Espoirs sans fin
Le premier recueil de poèmes de la journaliste et militante des droits humains burundaise Ketty Nivyabandi appelle au retour lucide à la vie après la violence.
« La nuit n’a pas de maître. La nuit regarde celle qui l’a veillée ». C’est cette sagesse rundi que Ketty Nivyabandi, aujourd’hui en exil au Canada, met en exergue de son premier recueil. En 2015, elle était en première ligne des manifestations pour protester contre la candidature anticonstitutionnelle du président de la République à un 3e mandat et a dû fuir avec ses enfants. S’en sont suivi dix années de silence, « jusqu’à ce que les poèmes me parlent, un soir de givre » :
« Es-tu prête pour nous ?
Nous sommes la souffrance et la béatitude du monde
Tes épaules sauront-elles nous porter ? »
Ses mots disent la souffrance et la dignité de l’exil, lui donnent « l’assurance calme de celles qui donnent couleurs au monde ».
À la mémoire de l’amie assassinée
Dans Je suis un songe de liberté, Ketty Nivyabandi se fait chroniqueuse des luttes et des espoirs de celles et ceux qui luttent pour la démocratie et pleurent leurs défunt.es assassiné.es dans la violente répression, en particulier Christa, avec qui elle avait organisé la première manifestation féminine à Bujumbura, et qui fut torturée puis exécutée par les militaires. Sa mémoire hante le livre et la poétesse lui offre une bouleversante postface.

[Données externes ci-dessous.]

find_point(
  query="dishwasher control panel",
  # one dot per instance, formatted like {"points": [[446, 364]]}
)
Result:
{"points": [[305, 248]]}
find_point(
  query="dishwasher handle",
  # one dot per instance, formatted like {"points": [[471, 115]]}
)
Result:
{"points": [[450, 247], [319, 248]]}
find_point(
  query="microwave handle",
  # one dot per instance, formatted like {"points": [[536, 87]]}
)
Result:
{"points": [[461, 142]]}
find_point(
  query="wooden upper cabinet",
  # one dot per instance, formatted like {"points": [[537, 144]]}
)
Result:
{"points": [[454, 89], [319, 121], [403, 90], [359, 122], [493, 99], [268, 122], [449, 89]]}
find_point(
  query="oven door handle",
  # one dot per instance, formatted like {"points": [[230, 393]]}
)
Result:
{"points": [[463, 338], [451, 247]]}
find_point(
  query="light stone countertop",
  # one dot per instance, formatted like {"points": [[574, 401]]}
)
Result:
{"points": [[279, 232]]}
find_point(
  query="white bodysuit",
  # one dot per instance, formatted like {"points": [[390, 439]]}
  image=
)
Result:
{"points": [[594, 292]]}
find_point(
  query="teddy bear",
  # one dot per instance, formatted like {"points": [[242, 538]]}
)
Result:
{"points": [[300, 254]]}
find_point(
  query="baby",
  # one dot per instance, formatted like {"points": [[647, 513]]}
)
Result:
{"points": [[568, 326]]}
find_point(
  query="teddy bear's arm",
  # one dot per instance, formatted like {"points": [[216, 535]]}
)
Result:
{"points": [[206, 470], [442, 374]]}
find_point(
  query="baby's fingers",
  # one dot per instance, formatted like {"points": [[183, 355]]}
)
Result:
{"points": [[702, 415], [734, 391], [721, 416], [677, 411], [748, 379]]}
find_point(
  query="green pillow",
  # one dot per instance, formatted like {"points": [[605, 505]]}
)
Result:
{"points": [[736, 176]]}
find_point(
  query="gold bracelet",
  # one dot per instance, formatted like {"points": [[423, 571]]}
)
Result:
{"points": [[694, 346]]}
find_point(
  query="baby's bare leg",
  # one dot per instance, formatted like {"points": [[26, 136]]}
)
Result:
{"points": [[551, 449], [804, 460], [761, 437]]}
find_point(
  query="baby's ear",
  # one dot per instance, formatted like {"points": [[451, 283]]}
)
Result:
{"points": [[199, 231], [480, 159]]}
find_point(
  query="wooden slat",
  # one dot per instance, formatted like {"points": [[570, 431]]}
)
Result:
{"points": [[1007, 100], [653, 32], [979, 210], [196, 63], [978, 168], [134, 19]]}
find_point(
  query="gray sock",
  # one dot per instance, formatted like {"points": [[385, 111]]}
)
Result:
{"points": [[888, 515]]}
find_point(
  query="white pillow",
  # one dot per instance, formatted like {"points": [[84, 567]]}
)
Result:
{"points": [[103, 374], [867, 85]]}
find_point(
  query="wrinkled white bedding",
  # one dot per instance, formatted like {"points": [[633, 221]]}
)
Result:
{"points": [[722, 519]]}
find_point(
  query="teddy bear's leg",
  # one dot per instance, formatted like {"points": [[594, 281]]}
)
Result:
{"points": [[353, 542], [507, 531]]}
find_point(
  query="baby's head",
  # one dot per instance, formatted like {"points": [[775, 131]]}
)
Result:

La nostalgie du pays est un thème récurrent, mais d’un pays en mouvement pour les droits humains :
« Je suis ton aube
Je suis ta nuit
Je suis une poussée de fièvre
Je suis un battement d’ailes
Je suis une ardeur lycéenne
Je suis un cri sans fin
Je suis le sommeil d’un peuple millénaire
Je suis une angoisse inexpliquée
Je suis un songe de liberté
Et cette nuit
C’est de toi
Terre émeraude
Que j’ai rêvé. »
Ketty Nivyabandi dialogue avec ses compagnes et compagnons de lutte, les met en garde : « À la première goutte de sang versée / La dernière heure d’innocence aura sonné ». Elle clame leurs espoirs, leur détermination, chuchote ses doutes : « Il paraît que la paix est là ». Elle se souvient des phrases assassines : « Refais ta vie, poète. C’est fini. » Mais c’est la résistance qu’elle choisit : « Ne jamais céder au sucre des dissidences molles. » Et elle appelle au combat « pour la tendresse ». Alors la poétesse prend un vieux papillon pour réenchanter le monde après la destruction, s’applique à recueillir la beauté d’un été, d’un érable, des quartiers d’Istanbul, revient à la paix, à l’amour. Car ce recueil se doit, pour garder la mémoire des victimes, de « revenir à la vie », dans un élan sans fin de résistance.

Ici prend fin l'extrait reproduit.